Sarah Walk has released “Unravel” – the mission statement from her defiant sophomore record Another Me, out August 28
Premiered on American Songwriter, the LA songwriter explains: “I wanted to make a point early on with this record that there is a lot that women feel and experience outside of what exists in their romantic relationships.”
“Unravel” is the sharp end to that point. A cold hard look at the institutionalized entitlement of men, it starts as it means to go on, Walk opening with the words, “Nothing’s hurt me more than men that grew up with no consequences / Why is it my job to fix this mess? / You’re always ready to defend / You hear my concern as anger / And no-one wants an angry woman.”
Written following a period of self-discovery where Walk learnt how to set boundaries, “Unravel” traces that empowerment, quite literally unravelling from a tense opening to an epic ending, Walk’s voice echoing and taking up the entire room, shutting out its challengers once and for all.
“‘Unravel’ was one of the easiest songs for me to write, and the hardest for me to release. It was written late one night during an extremely difficult period of time for me where I was learning how to set boundaries in relationships that weren’t healthy for me – Discovering that I have the power to shape how I’m treated instead of letting it happen to me,” Walk said.
“I was deep in therapy during the writing of ‘Unravel’ trying to learn how to exist without shrinking or holding on to guilt, and it wasn’t until later on that I really understood how important setting boundaries is because it helps define what you will and will not allow in how you are treated. It sets a precedent that relationships are conditional upon the respect you receive.”
The follow up to “What Do I Want?”, “Unravel” is the second single to be taken from Another Me. A co-production from Walk and Leo Abrahams (Regina Spektor, David Byrne, Brian Eno), the songs that make up Another Me are self-investigative, a journey through a period of immense challenge and transformation. All at once the record examines marginalization, survival, death, misogyny, vulnerability – all leading towards a self-defining reclamation.
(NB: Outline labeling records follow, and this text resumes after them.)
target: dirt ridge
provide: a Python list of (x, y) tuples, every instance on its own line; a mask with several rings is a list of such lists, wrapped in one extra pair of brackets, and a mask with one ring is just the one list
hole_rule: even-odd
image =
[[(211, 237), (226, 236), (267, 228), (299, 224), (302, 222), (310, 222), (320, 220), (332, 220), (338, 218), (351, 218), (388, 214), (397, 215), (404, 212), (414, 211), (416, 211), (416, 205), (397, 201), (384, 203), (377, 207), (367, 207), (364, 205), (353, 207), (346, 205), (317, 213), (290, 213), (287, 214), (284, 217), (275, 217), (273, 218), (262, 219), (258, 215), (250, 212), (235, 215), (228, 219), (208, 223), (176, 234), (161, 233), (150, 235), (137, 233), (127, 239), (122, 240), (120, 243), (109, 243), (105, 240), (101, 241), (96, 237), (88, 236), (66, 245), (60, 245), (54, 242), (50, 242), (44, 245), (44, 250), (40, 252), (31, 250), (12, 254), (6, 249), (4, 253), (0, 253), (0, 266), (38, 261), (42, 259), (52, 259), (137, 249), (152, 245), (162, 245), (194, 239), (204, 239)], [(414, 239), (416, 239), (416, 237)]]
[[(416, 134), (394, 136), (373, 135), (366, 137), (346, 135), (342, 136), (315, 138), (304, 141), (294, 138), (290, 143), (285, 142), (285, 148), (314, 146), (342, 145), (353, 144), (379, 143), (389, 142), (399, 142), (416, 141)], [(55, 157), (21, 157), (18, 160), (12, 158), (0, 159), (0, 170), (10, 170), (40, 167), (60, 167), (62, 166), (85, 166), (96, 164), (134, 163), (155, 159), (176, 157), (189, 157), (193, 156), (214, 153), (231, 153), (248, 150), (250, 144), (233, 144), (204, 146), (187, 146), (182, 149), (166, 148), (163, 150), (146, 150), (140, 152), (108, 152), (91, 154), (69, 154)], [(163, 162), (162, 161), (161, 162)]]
A graduate of Berklee College of Music (alumni includes St Vincent, Aimee Mann, Melissa Ethridge among others), Walk grew up in Minneapolis but has spent much of her time living between Los Angeles and London. She worked on her debut album Little Black Book with Laura Mvula producer Steve Brown. However, Another Me sees her break free of the shackles of expectation, rising to the occasion as a fully formed writer and co-producer, with a courageous message of defiance.
“The songs on my first album were a means to survive the immediate,” she explains. “And my songs on this album have been a journey in learning how to take up space and thrive in the long term.”